Upon my return to the States, Dale and I both were pretty intent on returning to that far off place that was known to us as Vietnam, but now Vi?t Nam. It was again, professors Spates and Harris, that provided the insight and guidance that got us both back - myself through a language fellowship program, Vietnamese Advanced Studies Institute, and Dale via Rustic Pathways, a tour company based out of Thailand, which he is now the manager for Vietnam trips this coming summer, but even more exciting is Dale is the recipient of a prestigious fellowship from Princeton in Asia, where he will be teaching English in the Mekong Delta region starting in September 2009.
I hope you all see the pattern here. This long winding story about my education at this special place is not about the equations learned or in many cases memorized, the long agonizing bulimic exam that I got an A on, or the awards won deservedly or not, but about the relationships formed that will last generations.
You cannot Google a life long relationship. You cannot depend on Google to talk with you about a major decision, family problem, or when a big snow comes you cannot shovel Google's walks. You can Google Durkheim's theory of collective conscience, or Einstein's theory of relativity or how to use the Doppler Effect, or far more basic and perhaps more important for some people, Googling how to write a complete sentence. The bottom line is they are all meaningless facts and numbers that at the end of the day can be crunched by someone smarter, faster, and willing to work for 70% less than you. But what that person likely does not have is a mentor dedicated to their success. A mentor always on the other side of the phone if a problem crops up, or the biggest honor of all, is when that mentor calls on you one day for help or guidance.

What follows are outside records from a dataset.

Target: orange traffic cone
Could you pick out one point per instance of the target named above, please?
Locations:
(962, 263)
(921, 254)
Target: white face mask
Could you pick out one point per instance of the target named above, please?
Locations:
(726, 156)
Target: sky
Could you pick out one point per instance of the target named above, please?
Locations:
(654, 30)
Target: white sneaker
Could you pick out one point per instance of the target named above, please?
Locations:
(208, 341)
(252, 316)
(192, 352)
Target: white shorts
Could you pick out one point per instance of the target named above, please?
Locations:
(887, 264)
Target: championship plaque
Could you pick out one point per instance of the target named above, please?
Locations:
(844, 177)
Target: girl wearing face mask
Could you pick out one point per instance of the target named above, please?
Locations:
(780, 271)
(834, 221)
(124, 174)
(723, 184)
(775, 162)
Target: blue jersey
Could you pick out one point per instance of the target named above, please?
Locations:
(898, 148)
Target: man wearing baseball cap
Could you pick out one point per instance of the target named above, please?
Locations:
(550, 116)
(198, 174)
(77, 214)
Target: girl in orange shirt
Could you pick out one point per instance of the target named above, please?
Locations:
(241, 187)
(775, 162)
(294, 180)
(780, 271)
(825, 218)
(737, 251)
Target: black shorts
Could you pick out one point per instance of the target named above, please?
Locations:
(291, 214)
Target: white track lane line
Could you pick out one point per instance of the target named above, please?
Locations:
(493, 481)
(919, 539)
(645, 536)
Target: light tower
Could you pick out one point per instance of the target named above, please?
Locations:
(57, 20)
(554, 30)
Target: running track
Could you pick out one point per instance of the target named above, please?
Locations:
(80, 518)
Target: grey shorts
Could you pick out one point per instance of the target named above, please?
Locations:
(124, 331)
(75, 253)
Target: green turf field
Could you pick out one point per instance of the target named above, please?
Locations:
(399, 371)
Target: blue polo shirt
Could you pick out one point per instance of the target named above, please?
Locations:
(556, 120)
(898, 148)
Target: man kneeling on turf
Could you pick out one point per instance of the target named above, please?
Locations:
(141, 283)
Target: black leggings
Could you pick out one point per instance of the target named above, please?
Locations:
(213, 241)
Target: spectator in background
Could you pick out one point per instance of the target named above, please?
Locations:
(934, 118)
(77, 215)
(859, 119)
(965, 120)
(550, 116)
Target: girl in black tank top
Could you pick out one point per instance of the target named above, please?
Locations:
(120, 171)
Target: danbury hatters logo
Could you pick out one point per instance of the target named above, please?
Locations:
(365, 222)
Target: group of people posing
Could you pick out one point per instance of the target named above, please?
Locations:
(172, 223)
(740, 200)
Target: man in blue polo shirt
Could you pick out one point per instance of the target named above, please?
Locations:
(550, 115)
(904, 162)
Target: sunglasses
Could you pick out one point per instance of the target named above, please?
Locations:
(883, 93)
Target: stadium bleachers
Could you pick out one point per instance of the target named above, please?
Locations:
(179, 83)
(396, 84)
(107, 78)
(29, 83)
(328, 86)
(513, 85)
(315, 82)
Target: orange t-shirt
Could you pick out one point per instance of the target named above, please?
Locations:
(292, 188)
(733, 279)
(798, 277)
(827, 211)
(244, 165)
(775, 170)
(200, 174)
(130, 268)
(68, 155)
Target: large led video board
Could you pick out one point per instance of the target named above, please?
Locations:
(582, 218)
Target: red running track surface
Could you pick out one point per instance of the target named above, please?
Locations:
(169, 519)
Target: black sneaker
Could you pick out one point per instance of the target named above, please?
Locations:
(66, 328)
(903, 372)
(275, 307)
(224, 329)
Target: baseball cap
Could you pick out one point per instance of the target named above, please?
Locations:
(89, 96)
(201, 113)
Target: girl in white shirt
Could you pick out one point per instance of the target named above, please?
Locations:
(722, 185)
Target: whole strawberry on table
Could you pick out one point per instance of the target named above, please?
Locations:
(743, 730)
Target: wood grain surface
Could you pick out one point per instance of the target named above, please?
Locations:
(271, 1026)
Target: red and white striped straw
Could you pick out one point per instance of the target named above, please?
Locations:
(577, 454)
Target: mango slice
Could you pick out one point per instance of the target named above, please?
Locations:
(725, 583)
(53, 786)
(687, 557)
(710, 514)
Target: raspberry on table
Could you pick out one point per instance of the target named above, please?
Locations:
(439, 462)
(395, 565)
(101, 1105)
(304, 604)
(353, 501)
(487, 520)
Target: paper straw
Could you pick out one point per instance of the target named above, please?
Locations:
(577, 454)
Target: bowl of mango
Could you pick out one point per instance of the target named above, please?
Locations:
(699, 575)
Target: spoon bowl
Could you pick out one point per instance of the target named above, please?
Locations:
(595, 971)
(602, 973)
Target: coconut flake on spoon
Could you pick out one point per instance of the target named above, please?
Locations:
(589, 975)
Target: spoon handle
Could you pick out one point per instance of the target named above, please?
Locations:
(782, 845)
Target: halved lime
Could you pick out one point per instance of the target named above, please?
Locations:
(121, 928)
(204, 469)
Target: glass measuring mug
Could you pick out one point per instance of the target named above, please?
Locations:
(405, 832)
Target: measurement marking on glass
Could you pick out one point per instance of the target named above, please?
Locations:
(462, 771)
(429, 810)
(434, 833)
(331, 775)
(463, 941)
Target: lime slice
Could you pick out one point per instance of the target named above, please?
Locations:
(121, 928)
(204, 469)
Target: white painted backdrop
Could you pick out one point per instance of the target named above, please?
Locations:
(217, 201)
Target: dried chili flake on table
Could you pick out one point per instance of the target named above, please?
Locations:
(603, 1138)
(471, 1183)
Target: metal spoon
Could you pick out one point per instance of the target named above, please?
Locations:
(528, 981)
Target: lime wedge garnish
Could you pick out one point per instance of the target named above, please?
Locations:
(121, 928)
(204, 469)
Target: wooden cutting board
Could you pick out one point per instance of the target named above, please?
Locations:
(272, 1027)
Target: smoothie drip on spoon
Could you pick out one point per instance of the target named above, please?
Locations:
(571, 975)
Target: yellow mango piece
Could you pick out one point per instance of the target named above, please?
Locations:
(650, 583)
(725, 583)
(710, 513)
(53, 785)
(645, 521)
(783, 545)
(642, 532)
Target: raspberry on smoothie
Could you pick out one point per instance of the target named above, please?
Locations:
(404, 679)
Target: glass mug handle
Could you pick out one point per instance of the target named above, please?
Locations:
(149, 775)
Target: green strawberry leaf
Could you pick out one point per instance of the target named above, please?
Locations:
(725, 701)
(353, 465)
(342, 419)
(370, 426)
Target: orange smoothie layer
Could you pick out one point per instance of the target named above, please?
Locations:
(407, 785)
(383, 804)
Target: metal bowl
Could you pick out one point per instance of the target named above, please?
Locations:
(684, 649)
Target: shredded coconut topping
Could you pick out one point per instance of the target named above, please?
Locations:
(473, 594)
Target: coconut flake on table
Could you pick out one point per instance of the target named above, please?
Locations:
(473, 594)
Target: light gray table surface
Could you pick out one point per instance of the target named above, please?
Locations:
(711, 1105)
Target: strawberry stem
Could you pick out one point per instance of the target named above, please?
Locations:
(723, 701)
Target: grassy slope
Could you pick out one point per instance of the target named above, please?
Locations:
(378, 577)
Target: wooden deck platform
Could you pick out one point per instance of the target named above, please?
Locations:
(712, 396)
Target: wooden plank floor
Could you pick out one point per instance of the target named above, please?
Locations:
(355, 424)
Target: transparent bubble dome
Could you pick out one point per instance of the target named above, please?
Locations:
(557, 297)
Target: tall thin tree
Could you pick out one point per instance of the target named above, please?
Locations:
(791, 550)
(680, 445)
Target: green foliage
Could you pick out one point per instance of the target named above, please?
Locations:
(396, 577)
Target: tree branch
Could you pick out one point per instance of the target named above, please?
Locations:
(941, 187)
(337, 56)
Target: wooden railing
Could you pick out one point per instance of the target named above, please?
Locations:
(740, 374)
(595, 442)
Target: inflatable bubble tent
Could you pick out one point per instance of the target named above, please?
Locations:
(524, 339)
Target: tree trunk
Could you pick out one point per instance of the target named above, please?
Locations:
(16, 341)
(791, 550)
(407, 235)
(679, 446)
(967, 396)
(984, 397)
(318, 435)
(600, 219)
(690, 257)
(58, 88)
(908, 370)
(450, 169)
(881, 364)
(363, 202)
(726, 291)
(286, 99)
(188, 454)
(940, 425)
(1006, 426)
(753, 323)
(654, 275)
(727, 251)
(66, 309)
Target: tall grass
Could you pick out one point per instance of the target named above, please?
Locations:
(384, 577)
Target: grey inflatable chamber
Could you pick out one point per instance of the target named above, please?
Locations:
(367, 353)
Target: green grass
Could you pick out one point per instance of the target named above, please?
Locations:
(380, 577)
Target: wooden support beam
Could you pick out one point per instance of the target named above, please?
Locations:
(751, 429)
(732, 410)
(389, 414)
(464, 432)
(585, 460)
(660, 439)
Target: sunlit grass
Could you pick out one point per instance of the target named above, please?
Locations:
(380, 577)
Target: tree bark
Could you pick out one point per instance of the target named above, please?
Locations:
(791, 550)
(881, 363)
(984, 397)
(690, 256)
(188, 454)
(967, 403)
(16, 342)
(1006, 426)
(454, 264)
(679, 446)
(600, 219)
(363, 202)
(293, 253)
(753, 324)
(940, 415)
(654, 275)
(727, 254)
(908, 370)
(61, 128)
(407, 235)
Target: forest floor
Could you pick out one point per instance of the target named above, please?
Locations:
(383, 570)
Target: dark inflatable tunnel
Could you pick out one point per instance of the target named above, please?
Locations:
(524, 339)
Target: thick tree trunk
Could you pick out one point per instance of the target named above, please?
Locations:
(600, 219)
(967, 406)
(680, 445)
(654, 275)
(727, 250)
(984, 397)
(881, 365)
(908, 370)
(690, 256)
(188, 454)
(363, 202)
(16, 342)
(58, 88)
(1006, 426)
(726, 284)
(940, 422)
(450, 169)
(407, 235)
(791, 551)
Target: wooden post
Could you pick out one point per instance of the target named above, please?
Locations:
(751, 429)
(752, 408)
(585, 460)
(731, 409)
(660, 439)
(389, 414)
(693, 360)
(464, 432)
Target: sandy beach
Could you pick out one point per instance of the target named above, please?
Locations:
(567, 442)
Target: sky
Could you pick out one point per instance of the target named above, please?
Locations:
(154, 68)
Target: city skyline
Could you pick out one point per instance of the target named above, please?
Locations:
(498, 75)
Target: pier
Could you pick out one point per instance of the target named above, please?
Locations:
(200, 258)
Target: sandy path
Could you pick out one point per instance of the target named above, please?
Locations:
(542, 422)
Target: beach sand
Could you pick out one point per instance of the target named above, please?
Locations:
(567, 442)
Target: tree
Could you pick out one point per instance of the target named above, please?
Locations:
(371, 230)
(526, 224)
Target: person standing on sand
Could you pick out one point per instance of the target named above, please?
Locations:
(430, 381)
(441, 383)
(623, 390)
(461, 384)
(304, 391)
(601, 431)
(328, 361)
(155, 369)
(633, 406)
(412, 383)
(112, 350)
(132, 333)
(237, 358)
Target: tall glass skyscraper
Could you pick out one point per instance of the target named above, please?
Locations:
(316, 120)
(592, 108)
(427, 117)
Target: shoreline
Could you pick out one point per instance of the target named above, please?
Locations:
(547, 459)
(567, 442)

Men of Hobart for those who have made similar connections, you know the feeling and the possibilities it has produced in your time here at the colleges. For those of you who have not, I would suggest you to take a chance, a risk, to reach out to a professor, take a class you never thought you would take, or go abroad to some strange place that makes eyebrows rise when they hear the country's name. So with that being said, Congratulations once again men of Hobart and thank you all for listening.